In a major initiative to innovate how the Department of Defense (DoD) spurs commercial technology development, the U.S. Partnership for Assured Electronics (USPAE) and DoD launched a Defense Business Accelerator (DBX) to open doors for industrial base growth and stimulate private investment.

The experimental DBX program brings together the electronics industry expertise of USPAE with the DoD’s Manufacturing, Capability Expansion, and Investment Prioritization Directorate (MCEIP) to award funding through a process meant to accelerate solution development and improve the longevity of suppliers providing those solutions.

Together, USPAE and DoD will award up to $10 million in unique government funding for companies to commercialize technologies. The program will test whether such awards can achieve better results by focusing first on commercialization so that the agency can then leverage technology as dual-use. By focusing on commercialization up front, the DBX accelerator program is focused on improving product innovation that benefits both national security and the companies supporting it.
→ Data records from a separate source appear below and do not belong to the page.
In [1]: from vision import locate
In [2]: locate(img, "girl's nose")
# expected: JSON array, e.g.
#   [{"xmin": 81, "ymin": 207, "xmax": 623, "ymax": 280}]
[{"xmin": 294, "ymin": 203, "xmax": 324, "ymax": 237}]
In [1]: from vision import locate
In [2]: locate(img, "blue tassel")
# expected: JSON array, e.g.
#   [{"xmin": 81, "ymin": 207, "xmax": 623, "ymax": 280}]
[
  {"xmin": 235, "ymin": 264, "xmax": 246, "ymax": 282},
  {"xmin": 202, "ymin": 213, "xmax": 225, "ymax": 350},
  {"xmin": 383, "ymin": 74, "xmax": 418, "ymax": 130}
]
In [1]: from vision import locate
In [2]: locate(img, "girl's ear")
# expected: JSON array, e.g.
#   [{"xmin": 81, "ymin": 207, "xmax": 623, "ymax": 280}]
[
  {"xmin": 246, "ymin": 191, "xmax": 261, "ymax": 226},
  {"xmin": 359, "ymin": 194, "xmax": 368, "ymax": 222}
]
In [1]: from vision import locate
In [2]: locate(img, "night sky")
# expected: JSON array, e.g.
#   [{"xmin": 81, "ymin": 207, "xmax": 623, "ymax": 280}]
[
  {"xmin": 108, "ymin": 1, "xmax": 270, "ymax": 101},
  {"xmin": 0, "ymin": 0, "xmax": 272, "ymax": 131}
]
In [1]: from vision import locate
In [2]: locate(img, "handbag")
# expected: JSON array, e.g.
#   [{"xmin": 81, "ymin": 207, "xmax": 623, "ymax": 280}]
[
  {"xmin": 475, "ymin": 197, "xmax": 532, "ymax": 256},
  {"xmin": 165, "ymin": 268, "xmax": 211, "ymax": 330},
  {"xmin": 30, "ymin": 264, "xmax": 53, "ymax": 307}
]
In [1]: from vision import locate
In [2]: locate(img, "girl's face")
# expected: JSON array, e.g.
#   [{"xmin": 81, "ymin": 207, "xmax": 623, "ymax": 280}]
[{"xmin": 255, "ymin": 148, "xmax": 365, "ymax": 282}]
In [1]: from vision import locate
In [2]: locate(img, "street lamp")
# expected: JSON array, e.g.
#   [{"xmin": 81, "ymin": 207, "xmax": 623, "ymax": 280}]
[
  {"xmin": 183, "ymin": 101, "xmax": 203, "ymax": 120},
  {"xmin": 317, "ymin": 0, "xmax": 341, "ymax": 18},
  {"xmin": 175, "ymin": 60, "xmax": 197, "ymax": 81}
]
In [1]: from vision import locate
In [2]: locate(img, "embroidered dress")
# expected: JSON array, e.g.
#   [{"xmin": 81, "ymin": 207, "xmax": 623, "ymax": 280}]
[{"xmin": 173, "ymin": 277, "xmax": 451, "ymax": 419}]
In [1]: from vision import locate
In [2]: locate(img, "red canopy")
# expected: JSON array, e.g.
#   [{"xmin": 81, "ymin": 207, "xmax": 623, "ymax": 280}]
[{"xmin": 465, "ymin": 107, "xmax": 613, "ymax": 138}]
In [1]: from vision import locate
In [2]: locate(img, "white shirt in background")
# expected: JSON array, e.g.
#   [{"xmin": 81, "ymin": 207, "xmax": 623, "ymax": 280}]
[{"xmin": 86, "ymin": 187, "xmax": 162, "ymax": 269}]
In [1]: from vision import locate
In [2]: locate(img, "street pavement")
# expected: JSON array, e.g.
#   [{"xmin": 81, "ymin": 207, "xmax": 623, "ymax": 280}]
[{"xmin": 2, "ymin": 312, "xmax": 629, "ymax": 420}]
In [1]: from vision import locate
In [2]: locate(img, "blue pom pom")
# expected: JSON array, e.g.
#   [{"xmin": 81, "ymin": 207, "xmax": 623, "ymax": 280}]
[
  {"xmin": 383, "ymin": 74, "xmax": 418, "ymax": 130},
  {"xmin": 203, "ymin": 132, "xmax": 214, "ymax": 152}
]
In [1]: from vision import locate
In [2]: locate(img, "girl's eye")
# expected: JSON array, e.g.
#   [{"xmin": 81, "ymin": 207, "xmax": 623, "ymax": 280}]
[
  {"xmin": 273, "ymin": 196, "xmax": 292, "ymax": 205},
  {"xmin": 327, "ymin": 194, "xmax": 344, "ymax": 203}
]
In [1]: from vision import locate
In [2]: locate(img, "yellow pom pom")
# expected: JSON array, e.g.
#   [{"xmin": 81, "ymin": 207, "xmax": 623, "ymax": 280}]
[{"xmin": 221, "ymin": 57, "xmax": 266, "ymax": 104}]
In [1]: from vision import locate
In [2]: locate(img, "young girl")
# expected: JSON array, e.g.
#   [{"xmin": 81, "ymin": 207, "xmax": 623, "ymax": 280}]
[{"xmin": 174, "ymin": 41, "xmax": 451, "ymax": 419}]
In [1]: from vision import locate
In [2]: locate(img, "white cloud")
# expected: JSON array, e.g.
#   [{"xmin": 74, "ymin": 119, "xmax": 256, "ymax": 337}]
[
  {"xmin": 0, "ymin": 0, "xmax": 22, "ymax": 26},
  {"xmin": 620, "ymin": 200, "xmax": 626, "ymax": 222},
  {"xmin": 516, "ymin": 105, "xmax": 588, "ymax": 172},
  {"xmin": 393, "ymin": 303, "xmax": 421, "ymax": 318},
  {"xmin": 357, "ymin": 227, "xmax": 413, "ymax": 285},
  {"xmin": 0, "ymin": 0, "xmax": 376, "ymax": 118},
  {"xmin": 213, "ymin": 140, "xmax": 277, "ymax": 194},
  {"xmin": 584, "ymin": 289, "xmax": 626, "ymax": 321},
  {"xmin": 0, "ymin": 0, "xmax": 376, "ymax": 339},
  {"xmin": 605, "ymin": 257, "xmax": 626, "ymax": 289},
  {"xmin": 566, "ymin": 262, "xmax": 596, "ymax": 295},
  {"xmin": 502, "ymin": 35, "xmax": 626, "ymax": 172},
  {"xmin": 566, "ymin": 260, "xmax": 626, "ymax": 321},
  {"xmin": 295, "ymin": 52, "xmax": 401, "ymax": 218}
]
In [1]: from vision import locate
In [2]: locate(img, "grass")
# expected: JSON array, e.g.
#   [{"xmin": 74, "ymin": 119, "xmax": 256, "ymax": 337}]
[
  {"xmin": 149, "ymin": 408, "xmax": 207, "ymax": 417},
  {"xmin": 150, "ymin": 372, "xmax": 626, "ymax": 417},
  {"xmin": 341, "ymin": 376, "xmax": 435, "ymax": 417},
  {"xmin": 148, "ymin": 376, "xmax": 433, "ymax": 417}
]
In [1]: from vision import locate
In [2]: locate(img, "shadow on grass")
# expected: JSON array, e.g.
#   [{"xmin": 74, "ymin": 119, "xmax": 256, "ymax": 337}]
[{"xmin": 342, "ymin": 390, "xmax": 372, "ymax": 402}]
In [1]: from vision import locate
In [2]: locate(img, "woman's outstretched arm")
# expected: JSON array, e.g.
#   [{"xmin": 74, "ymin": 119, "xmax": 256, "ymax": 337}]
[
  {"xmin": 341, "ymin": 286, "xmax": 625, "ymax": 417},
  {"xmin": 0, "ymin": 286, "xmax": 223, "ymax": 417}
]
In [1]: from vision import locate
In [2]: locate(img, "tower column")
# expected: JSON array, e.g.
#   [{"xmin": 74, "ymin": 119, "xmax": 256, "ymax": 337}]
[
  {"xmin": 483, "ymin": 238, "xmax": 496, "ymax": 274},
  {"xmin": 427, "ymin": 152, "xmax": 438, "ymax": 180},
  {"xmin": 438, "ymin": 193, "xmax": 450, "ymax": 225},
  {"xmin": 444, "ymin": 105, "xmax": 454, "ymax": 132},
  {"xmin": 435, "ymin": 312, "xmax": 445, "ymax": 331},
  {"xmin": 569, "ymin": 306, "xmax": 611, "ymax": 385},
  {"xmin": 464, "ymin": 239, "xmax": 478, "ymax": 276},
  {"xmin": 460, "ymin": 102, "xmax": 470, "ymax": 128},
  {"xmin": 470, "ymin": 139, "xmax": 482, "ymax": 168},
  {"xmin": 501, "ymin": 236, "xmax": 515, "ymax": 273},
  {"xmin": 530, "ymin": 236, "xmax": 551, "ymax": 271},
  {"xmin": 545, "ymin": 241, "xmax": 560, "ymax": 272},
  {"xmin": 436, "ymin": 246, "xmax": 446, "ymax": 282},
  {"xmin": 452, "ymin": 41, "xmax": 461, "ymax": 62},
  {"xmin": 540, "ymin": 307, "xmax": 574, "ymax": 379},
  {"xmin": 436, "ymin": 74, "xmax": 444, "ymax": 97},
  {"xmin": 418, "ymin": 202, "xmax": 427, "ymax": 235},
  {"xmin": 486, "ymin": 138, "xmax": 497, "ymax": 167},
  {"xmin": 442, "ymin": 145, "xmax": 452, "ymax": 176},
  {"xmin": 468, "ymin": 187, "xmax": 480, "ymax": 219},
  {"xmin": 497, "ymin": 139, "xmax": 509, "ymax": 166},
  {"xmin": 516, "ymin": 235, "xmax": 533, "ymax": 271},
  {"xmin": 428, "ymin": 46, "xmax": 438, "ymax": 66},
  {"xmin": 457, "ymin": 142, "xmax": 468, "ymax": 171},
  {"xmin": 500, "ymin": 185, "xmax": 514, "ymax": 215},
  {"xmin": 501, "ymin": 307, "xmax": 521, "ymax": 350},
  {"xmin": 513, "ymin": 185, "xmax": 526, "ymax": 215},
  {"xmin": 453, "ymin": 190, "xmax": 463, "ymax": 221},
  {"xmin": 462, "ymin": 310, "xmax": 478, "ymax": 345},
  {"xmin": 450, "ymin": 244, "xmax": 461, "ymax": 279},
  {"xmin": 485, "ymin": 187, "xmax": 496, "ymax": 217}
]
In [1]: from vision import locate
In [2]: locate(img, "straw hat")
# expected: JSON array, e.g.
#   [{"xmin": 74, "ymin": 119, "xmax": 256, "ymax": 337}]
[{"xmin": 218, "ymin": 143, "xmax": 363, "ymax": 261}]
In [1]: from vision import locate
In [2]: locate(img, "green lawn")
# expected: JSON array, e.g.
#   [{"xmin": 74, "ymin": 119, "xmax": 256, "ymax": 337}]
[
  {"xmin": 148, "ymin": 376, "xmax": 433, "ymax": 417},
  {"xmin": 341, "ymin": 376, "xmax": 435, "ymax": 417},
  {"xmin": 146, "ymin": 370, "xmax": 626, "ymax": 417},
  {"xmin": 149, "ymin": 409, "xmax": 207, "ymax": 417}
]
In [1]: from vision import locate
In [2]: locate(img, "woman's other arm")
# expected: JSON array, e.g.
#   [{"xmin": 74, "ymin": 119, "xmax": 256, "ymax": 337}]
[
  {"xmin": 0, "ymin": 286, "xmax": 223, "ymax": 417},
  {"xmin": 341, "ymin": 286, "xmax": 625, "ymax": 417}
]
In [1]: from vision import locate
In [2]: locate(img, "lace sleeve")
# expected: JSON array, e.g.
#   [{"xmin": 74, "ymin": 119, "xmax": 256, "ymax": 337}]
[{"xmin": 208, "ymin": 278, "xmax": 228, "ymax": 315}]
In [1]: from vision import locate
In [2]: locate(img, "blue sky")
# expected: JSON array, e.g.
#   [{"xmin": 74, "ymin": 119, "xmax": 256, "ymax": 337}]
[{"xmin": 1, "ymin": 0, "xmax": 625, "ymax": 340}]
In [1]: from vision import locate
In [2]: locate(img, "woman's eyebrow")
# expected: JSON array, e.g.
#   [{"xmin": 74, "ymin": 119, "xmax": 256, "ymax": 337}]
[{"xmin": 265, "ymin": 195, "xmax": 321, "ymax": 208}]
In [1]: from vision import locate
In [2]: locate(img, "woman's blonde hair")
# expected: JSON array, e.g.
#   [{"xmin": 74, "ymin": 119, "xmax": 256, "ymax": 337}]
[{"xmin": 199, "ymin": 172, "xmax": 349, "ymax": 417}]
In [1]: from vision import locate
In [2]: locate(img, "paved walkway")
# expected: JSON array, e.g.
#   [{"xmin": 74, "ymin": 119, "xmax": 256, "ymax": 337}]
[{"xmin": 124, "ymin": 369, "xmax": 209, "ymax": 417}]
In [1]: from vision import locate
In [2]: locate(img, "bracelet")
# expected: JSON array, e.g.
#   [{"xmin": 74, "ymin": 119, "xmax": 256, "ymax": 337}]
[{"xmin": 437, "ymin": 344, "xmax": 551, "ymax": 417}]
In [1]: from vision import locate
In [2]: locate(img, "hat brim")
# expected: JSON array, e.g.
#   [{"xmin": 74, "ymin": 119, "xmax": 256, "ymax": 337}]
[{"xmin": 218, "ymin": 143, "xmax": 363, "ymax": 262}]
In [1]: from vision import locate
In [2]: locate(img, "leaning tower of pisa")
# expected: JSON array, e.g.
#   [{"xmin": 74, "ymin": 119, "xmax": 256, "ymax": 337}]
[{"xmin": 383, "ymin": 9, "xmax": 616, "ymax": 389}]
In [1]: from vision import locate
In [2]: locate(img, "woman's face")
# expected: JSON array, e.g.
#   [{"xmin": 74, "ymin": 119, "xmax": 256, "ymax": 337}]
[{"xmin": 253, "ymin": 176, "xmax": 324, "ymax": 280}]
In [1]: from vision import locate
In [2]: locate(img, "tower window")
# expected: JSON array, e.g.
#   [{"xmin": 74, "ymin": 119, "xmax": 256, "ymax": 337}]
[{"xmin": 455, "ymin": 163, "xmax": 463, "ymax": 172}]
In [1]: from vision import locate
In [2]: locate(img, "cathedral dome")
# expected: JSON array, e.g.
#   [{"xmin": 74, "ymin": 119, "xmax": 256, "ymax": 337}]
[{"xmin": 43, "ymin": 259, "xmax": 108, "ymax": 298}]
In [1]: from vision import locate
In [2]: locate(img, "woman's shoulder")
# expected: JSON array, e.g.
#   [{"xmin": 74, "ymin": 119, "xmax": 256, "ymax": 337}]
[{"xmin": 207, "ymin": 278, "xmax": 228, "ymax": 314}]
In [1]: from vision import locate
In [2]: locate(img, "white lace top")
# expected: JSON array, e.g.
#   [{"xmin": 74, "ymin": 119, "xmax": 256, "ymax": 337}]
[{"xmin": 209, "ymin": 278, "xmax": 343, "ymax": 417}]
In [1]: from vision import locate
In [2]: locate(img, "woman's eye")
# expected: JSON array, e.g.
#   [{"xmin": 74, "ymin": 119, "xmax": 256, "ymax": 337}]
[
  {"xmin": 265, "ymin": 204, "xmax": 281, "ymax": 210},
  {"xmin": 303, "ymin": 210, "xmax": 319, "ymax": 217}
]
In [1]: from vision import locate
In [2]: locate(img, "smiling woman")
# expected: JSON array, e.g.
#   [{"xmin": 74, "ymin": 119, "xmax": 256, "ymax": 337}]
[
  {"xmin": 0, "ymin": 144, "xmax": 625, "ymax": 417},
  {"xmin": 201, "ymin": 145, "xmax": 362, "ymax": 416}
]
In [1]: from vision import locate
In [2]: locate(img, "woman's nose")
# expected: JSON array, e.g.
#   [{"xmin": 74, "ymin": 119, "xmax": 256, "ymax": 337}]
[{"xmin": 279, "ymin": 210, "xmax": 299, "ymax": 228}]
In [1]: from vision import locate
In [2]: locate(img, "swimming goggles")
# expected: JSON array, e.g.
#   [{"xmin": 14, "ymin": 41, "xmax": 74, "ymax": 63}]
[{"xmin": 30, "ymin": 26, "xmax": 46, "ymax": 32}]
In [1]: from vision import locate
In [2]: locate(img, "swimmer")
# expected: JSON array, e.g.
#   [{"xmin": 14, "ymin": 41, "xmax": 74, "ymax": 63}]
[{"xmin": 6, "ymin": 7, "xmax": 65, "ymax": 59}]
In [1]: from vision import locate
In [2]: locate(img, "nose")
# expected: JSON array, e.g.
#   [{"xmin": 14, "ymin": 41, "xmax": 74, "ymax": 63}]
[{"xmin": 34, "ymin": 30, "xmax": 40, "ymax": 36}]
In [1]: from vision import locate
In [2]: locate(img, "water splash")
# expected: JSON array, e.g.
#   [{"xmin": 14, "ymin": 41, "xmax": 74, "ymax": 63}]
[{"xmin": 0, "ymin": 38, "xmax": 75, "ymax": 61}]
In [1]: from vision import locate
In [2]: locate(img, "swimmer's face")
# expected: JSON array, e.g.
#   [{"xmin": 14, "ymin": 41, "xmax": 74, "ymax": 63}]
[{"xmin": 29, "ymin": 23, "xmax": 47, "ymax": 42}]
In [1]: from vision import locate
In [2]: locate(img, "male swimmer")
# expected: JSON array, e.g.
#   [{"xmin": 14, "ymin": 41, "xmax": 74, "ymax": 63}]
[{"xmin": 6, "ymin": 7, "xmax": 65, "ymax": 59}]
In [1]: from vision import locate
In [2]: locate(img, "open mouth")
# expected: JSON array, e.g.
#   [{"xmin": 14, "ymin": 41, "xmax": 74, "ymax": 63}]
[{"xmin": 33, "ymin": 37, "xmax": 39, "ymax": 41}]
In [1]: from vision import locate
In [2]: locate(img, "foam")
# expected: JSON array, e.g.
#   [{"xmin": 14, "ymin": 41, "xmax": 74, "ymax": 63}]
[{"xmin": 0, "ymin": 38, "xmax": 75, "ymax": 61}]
“This experiment is an important effort for the electronics technologies industry,” said Nathan J. Edwards, USPAE’s executive director. “If we prove it successful, we can radically change the funding process so that it encourages innovation and participation from a broader range of companies.”

DBX will conduct an open solicitation for proposals, describing the selection criteria for qualified electronics technologies and materials. Proposals will be reviewed and ranked.

Top finalists will be invited to the Defense TechConnect Innovation Summit & Expo conference in November to pitch a panel of industry, government, and investment experts. A review panel of subject matter experts will select the awardees who will each receive between $500,000 and $2 million.

The DBX process flips the current model for how DoD typically awards contracts, where funding usually focuses on a DoD solution with hopes that the solution will be commercialized so that DoD can buy it again and again. Unfortunately, the current model often does not work, necessitating DoD reinvestment.

To execute DBX, USPAE is partnering with ATI, which leads federal technology R&D collaborations, and specifically ATI’s TechConnect Division, a global research and innovation organization connecting funders and emerging technologies. In addition, USPAE is employing the company Fluent to provide a “fluency score” to quantitatively measure the success of this new way for the DoD to advance technologies.

“We have witnessed firsthand in the private sector how commercialization programs leveraging crowd-sourced, non-traditional technologies have significantly expedited their development while enhancing the strength and capability of the Department of Defense,” said Matt Laudon, vice president of the TechConnect Division at ATI.

“We are enthusiastic about partnering with USPAE to extend this successful model to the public sector, eagerly anticipating the force multiplying effect that the infusion of $10 million in prize money, in parallel to related partnering and industry exposure will have on accelerating early-stage innovation,” Laudon added.

“Innovative technological ideas span companies of all sizes, but not all companies can afford the traditional process to work with the public sector,” said Christopher Zember, senior fellow for Industrial Base Resilience, who is supporting DoD as the architect and lead for this project. “DBX is a program that can open doors for more companies by providing the seed funding to grow their ideas.”